Avantages fiscaux de l'immobilier aux EAU
Les Émirats Arabes Unis offrent un environnement fiscal favorable pour l'immobilier :
- Pas de taxe foncière annuelle : Contrairement à la France (taxe foncière d'environ 0,7% de la valeur cadastrale), les EAU n'imposent pas de taxe foncière annuelle sur la propriété immobilière. Avantage de 5 000-15 000 EUR/an pour un bien de 1-2 millions EUR
- Pas d'impôt sur les plus-values immobilières aux EAU : Les plus-values réalisées par un résident fiscal des EAU ne sont pas taxées aux EAU (0%)
- Rendements locatifs bruts élevés : Les villas et appartements à Dubai offrent des rendements de 4-6% bruts, supérieurs à la plupart des régions françaises (2-3%)
- Stabilité monétaire (dirham lié au dollar) : La devise du bien est stable et convertible sans restriction
Fiscalité des revenus locatifs : article 6 de la convention
L'article 6, paragraphes 1 et 3, de la convention fiscale du 19 juillet 1989 (décret n° 90-631 du 13 juillet 1990) attribue le droit d'imposer les revenus immobiliers — y compris les loyers tirés de l'usage direct, de la location ou de toute autre forme d'exploitation — à l'État sur le territoire duquel le bien est situé.

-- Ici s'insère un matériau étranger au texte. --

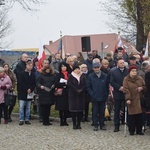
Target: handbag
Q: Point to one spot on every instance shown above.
(10, 99)
(58, 92)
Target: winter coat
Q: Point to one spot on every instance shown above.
(98, 87)
(76, 100)
(21, 66)
(4, 82)
(131, 93)
(12, 78)
(62, 101)
(116, 81)
(46, 80)
(26, 82)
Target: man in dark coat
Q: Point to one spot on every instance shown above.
(117, 75)
(1, 62)
(25, 92)
(97, 87)
(88, 62)
(95, 54)
(21, 66)
(76, 96)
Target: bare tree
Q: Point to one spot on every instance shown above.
(131, 17)
(27, 5)
(5, 27)
(6, 23)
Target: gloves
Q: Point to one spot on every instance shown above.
(3, 87)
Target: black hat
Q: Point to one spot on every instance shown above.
(75, 67)
(95, 65)
(132, 58)
(89, 55)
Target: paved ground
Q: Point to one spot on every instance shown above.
(39, 137)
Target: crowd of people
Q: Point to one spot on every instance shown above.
(72, 83)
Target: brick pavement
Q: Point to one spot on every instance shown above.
(39, 137)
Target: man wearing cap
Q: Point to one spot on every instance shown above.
(97, 87)
(117, 75)
(25, 94)
(88, 62)
(110, 60)
(132, 61)
(95, 54)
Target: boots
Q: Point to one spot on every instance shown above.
(5, 121)
(65, 122)
(78, 123)
(61, 122)
(9, 119)
(116, 129)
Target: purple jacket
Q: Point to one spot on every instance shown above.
(4, 82)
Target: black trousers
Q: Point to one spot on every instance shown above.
(86, 111)
(5, 108)
(135, 123)
(63, 115)
(77, 117)
(45, 113)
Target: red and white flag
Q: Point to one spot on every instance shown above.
(41, 56)
(146, 49)
(120, 43)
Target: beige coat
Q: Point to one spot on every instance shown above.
(131, 93)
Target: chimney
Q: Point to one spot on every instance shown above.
(50, 42)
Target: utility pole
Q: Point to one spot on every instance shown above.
(148, 44)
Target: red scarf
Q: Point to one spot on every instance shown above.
(65, 73)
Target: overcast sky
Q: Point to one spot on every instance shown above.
(72, 17)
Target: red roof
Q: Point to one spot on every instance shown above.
(72, 44)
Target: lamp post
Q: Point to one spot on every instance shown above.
(2, 2)
(102, 49)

Pour un appartement ou une villa situés à Dubaï, le pouvoir d'imposition est ainsi attribué aux Émirats Arabes Unis, indépendamment de la résidence fiscale du bailleur. À ce jour, les EAU n'appliquent aucun impôt sur le revenu locatif des particuliers (l'impôt fédéral des sociétés institué par le Federal Decree-Law n° 47/2022 ne concerne pas les personnes physiques propriétaires bailleurs en leur nom propre, sauf exercice d'une véritable « business activity » au-dessus du seuil de chiffre d'affaires de 1 million AED prévu par la Cabinet Decision n° 49/2023). Une municipality fee de 5 % du loyer annuel est en principe due à Dubaï, mais elle est généralement supportée par le locataire.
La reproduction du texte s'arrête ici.